We arrived back at Tomas' loft under a Krakatoa sky. Barazov and his friends were preparing for a night on the town. They were archetypes of a sort in that they were desperately trying to embody that type of spontaneity Nietzsche was so fond of. With them, however, it was fairly obvious that they had to be conscious of being spontaneous. So it wasn't really spontaneity at all, but rather a contrived and temporary denial of the inescapable bourgeoisie mentality for which the avant-garde is supposed to have so much contempt. They conformed to the nonconformist manner of wearing black and appearing sullen. They probably had copious amounts of meaningless sex (and it was meaningless, too, as the idea of free-love to them was merely the rejection of monogamy, as opposed to the espousal of a personal tenet, be it spiritual, emotional, ethical, or human), read a lot of Wikipedia entries, and dabbled in the various drugs available to them. Their lifestyle was profoundly childish and narcissistic — which, in-itself, is a profoundly childish orientation to the world.

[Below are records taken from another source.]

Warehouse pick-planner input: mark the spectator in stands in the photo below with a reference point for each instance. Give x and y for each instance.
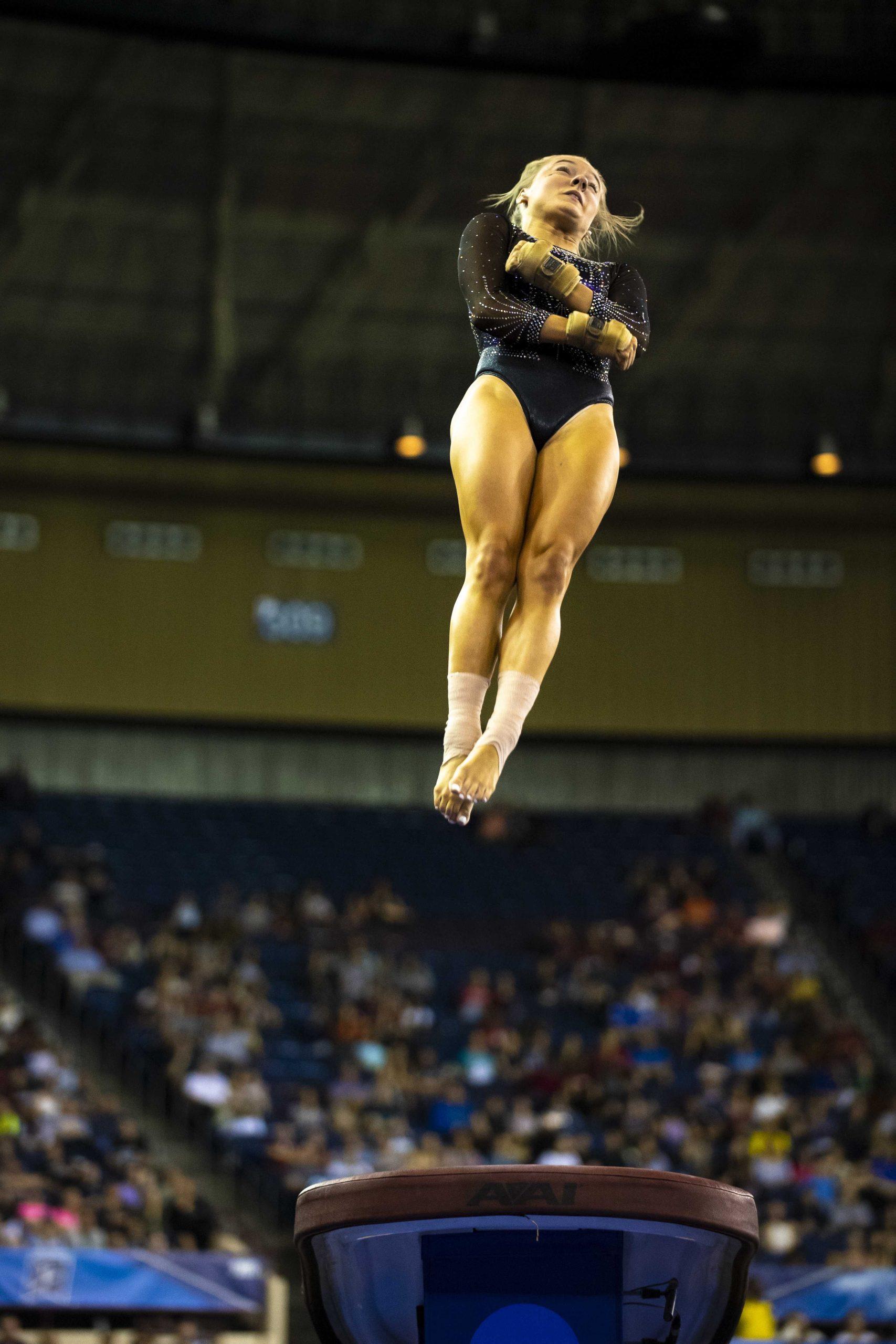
(797, 1330)
(207, 1085)
(188, 1220)
(757, 1320)
(856, 1331)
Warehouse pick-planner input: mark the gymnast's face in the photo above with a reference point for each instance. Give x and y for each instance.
(563, 193)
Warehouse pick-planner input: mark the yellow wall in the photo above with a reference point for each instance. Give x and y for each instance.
(710, 656)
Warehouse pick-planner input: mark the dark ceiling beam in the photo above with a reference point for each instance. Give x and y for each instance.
(218, 343)
(46, 181)
(250, 26)
(335, 288)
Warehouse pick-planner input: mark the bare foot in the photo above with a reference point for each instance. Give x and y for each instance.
(477, 774)
(453, 808)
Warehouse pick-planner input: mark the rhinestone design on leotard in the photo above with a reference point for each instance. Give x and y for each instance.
(507, 313)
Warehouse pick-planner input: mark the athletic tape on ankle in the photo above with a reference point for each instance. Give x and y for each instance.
(467, 692)
(516, 697)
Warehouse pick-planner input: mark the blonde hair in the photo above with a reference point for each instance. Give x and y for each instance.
(606, 226)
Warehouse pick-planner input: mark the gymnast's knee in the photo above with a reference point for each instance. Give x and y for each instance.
(546, 572)
(491, 568)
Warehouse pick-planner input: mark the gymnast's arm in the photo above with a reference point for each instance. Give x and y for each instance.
(626, 303)
(480, 268)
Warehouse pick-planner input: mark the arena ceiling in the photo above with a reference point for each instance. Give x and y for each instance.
(272, 239)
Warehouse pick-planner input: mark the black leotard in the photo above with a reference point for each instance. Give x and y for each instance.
(551, 381)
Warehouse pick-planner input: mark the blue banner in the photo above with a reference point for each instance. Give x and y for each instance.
(132, 1280)
(827, 1295)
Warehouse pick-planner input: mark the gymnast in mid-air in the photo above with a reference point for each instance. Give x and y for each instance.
(534, 448)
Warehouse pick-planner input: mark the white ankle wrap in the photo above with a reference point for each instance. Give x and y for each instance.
(516, 697)
(467, 692)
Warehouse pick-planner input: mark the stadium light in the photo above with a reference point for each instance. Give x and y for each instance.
(410, 441)
(827, 460)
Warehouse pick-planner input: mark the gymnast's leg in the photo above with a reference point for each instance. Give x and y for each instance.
(493, 464)
(574, 483)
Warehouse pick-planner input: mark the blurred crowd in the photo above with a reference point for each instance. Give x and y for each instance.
(75, 1168)
(691, 1035)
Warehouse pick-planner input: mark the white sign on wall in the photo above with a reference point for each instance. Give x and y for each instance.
(154, 541)
(796, 569)
(635, 565)
(315, 550)
(19, 533)
(294, 622)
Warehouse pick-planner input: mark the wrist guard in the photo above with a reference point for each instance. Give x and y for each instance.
(597, 338)
(535, 264)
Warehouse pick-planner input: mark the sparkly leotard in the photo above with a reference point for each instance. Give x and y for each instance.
(551, 381)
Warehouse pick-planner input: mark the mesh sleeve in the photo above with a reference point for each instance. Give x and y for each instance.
(626, 301)
(480, 269)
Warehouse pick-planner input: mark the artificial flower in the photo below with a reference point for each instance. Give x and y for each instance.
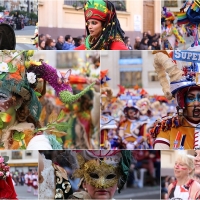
(1, 159)
(31, 77)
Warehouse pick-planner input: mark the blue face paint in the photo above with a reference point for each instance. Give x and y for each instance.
(190, 98)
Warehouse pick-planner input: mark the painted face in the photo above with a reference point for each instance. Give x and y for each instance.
(95, 193)
(197, 162)
(94, 27)
(180, 169)
(192, 101)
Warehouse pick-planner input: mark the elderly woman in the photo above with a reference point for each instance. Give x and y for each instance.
(101, 172)
(102, 26)
(185, 187)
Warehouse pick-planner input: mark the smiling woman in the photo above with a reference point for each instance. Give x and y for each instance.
(103, 27)
(184, 187)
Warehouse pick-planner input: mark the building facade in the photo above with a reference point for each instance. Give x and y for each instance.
(63, 18)
(130, 68)
(21, 159)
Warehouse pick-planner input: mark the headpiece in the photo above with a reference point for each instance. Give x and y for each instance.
(103, 168)
(19, 74)
(179, 79)
(104, 11)
(96, 9)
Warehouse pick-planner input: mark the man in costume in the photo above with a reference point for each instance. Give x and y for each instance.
(102, 26)
(133, 128)
(180, 131)
(19, 103)
(7, 190)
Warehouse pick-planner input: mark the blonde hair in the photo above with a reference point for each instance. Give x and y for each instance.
(188, 160)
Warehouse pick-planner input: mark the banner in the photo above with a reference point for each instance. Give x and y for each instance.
(187, 56)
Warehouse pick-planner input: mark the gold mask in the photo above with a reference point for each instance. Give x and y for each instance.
(97, 173)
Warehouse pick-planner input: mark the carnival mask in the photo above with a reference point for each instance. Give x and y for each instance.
(98, 173)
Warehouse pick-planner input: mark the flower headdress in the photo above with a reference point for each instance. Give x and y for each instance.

To further confine them to a stereotype, three out of the four there were members in a rock band — the Sheeps. Their music probably wasn't independent in spirit, but you could tell that it fell into the genre of Indie, a term, like Alternative, that at one point precluded a distinct sound, though by now it has become yet another vacuous label that the Them (those to whom people attribute unfathomable power) employ in order to push useless consumables upon the anxious, the insecure, and the heavily medicated. All in all, the Sheeps, and the people like the Sheeps, engender the profligate lifestyle for which many residents of Williamsburg and Greenpoint have become so infamous and reviled. They are the paragons of white kids as defined by those who have a strong distaste for white people. They are rich. They are arrogant. They are selfish, rude and oblivious. Most importantly, they have neither the will nor the intellect to create in earnest, as they are too lazy and self-conscious to attempt to actualize the talents (whether real or imagined) from which their narcissism derives.